The brain implants might soon enhance the animals’ consciousness
It’s extremely unlikely that animals might be able to develop a thinking capacity similar to that of humans. However, if such experiments get advanced enough, they might be able to enhance the creatures’ consciousness over time. If this happens, then scientists will have to face a lot more ethical dilemmas.
The pieces of brain tissue that scientists implanted are called organoids, and basically are some mini versions of the organ itself created artificially. The tissues are made of stem cells, and are quite active from an electric point of view. This means they can grow their own neurons, and functions mostly like the real organ. However, there’s a long way from here to a more advanced cognitive activity.
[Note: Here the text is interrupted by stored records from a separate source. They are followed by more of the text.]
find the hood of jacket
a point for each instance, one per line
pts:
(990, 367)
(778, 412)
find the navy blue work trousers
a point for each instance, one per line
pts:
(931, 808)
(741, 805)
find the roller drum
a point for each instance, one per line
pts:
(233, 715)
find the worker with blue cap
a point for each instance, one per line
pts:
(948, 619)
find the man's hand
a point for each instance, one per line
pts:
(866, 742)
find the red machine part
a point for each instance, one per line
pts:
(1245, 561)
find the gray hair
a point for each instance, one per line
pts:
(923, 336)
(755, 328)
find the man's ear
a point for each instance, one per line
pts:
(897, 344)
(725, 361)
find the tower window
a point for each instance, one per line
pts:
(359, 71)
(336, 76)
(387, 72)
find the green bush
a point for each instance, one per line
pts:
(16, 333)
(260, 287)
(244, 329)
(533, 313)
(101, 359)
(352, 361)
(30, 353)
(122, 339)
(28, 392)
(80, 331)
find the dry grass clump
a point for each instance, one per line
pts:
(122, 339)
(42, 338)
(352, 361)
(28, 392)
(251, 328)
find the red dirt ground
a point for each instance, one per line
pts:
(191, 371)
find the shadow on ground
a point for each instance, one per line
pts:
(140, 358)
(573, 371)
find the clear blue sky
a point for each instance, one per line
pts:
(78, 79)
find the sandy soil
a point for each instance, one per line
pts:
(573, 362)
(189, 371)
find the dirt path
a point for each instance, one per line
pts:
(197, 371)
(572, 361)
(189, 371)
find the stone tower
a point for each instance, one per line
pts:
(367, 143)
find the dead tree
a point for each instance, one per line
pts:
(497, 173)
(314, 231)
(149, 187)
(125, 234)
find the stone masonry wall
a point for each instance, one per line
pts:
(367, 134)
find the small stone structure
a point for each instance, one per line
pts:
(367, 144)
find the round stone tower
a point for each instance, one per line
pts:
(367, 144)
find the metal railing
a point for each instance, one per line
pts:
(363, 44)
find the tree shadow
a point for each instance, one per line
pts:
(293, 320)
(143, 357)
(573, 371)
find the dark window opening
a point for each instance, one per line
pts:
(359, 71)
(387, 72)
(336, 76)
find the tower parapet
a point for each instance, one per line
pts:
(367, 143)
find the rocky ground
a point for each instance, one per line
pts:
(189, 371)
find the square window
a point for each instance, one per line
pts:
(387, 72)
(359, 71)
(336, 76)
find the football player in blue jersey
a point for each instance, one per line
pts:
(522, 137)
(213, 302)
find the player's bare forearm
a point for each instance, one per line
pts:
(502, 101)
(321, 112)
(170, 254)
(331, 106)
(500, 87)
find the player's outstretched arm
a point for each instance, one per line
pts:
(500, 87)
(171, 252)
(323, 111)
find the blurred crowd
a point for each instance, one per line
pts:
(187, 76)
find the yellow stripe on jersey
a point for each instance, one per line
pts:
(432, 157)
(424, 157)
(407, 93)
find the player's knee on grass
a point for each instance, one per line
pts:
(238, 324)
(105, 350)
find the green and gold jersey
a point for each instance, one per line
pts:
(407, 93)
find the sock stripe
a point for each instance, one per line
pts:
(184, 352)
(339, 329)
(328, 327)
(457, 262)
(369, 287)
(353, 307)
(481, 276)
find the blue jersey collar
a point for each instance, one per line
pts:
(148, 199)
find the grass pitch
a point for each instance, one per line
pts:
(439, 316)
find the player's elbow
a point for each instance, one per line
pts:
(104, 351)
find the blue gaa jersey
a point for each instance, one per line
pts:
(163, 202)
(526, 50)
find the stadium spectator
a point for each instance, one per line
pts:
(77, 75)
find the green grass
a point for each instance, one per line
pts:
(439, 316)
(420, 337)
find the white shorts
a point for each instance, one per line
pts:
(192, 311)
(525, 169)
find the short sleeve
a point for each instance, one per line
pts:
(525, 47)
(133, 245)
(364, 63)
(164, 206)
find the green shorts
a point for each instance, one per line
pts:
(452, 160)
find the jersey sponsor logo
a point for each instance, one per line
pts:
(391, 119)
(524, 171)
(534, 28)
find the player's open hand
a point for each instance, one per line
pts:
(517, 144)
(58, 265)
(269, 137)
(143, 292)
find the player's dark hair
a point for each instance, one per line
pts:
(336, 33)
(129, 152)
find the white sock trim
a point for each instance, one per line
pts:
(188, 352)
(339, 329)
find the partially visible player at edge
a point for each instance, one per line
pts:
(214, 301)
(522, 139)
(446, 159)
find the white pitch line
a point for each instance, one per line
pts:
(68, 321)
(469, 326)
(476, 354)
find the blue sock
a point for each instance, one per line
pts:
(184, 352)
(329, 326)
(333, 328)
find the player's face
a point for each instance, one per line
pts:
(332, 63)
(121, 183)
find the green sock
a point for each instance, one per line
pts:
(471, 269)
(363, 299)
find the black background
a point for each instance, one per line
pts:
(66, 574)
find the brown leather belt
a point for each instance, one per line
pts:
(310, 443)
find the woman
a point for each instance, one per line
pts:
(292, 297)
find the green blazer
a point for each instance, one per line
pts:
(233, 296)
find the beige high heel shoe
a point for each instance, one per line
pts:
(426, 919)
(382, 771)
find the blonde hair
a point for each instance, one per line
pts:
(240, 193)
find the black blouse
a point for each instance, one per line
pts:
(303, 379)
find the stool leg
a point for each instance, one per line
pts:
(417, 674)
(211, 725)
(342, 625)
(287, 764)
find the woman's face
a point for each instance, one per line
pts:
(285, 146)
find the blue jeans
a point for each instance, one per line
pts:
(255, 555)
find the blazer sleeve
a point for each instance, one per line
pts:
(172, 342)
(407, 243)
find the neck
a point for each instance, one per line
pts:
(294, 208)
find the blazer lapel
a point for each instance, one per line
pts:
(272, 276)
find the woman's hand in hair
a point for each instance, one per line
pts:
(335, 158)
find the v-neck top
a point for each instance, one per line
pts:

The experiment revealed how these organoids could easily blend in the animals’ brains. This means that, one day, they might affect their function as well. In fact, the purpose of this kind of tissue would be to improve the performance of the human brain in diseases like Alzheimer’s and dementia.
The experiment poses huge ethical dilemmas
However, researchers need to keep implanting organoids in animal brains to see how they can impact the cognitive function. If animals receive more of such implants, they will start thinking more and getting close to the function of a human brain.
This leads to many other ethical issues, as a more advanced form of consciousness cannot be treated like a test animal, even if it’s not human. Animal testing is considered ethical because the animals do not understand what it’s going on with them, but giving them enhanced consciousness will not allow scientists to keep performing these tests.